RE: Evidence: The Gathering
September 20, 2015 at 8:47 pm
(This post was last modified: September 20, 2015 at 8:51 pm by Whateverist.)
(September 20, 2015 at 11:42 am)Randy Carson Wrote: It seems to me that atheists begin with the presupposition that GOD DOES NOT EXIST, and all the rest of their efforts are geared toward explaining away anything that suggests otherwise.
You continue to insist on how things seem to you while ignoring what most of us say about atheism. I, and most of us, do not begin with the presupposition that God does not exist. Most of us are agnostic toward the possibility, and atheist only insofar as those making the positive claim have not convinced us of what it is they believe. (Many also do not feel the term has been defined sufficiently to even allow me to rule out the possibility that I may have actually run into the Dude.) There is no prior investment in not believing in your god.
(September 20, 2015 at 11:42 am)Randy Carson Wrote: God is real. God is alive. And God can and does make Himself known to those who seek him. This knowledge is not based on archaeological evidence or examination of ancient texts...it is based upon revelation and relationship.
I'd like to know why you assume that which is claimed to have been reveled comes from the same source as that which you think you experience in relationship or with that which is written in ancient texts such as the bible. Seems to me that most believers rely most heavily on what they feel is an ongoing relationship with God. But I think that is very easily explained psychologically which has the advantage of also explaining how Jormunguadr could have had a similar relationship with Kali as well as explain the experience of people in any other faith based system.

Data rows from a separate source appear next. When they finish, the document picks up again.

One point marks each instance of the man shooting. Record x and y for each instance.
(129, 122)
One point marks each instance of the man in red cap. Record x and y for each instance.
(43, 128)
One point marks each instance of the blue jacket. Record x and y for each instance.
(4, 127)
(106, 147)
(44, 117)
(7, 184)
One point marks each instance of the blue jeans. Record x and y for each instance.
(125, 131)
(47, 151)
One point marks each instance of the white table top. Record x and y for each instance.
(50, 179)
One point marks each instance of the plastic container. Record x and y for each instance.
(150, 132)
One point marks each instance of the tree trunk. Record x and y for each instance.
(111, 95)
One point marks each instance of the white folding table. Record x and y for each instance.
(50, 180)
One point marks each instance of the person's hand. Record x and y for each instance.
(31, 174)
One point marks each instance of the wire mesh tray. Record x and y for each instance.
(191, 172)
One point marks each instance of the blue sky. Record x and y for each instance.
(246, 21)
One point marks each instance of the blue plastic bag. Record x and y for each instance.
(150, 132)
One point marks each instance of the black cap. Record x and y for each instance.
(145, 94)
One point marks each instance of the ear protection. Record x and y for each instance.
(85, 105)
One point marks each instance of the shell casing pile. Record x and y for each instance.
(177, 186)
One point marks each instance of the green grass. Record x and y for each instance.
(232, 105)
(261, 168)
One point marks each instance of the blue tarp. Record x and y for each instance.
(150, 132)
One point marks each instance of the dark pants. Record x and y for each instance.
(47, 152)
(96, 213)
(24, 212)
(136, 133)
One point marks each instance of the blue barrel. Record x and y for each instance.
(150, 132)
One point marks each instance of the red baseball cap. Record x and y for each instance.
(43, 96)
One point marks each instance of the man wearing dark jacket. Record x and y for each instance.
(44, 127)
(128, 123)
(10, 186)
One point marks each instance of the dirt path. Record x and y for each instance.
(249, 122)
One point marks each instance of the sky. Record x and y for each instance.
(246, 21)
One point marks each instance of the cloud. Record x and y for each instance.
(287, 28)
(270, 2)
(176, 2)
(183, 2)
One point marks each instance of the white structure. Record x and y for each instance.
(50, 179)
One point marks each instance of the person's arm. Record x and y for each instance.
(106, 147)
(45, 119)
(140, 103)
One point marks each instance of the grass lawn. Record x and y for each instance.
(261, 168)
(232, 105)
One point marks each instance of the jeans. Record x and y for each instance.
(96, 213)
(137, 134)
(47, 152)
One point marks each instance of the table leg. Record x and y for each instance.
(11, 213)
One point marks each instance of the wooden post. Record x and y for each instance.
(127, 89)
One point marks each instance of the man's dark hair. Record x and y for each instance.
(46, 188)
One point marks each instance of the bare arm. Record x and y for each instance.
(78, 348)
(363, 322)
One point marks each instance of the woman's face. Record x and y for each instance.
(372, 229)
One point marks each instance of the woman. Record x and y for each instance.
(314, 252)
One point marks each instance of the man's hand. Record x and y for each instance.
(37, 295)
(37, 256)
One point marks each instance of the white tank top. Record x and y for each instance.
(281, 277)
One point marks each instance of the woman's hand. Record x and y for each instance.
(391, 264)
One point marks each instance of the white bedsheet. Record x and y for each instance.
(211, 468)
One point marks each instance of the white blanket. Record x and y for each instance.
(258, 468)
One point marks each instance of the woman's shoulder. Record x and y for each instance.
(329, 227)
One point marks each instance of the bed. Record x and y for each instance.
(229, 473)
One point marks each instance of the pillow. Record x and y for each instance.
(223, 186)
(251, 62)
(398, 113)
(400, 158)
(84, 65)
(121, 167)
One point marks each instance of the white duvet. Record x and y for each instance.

Apart from the ongoing relationship, the other two sources about to the same thing. Revelation and holy books both represent claims of others regarding the nature of the deity and what he wants from you. Putting the two things together requires a leap of faith which I don't find justified, not when the most compelling evidence -the ongoing relationship- can be so adequately explained in way which does not require you to imagine a being which created everything out of nothing, etc.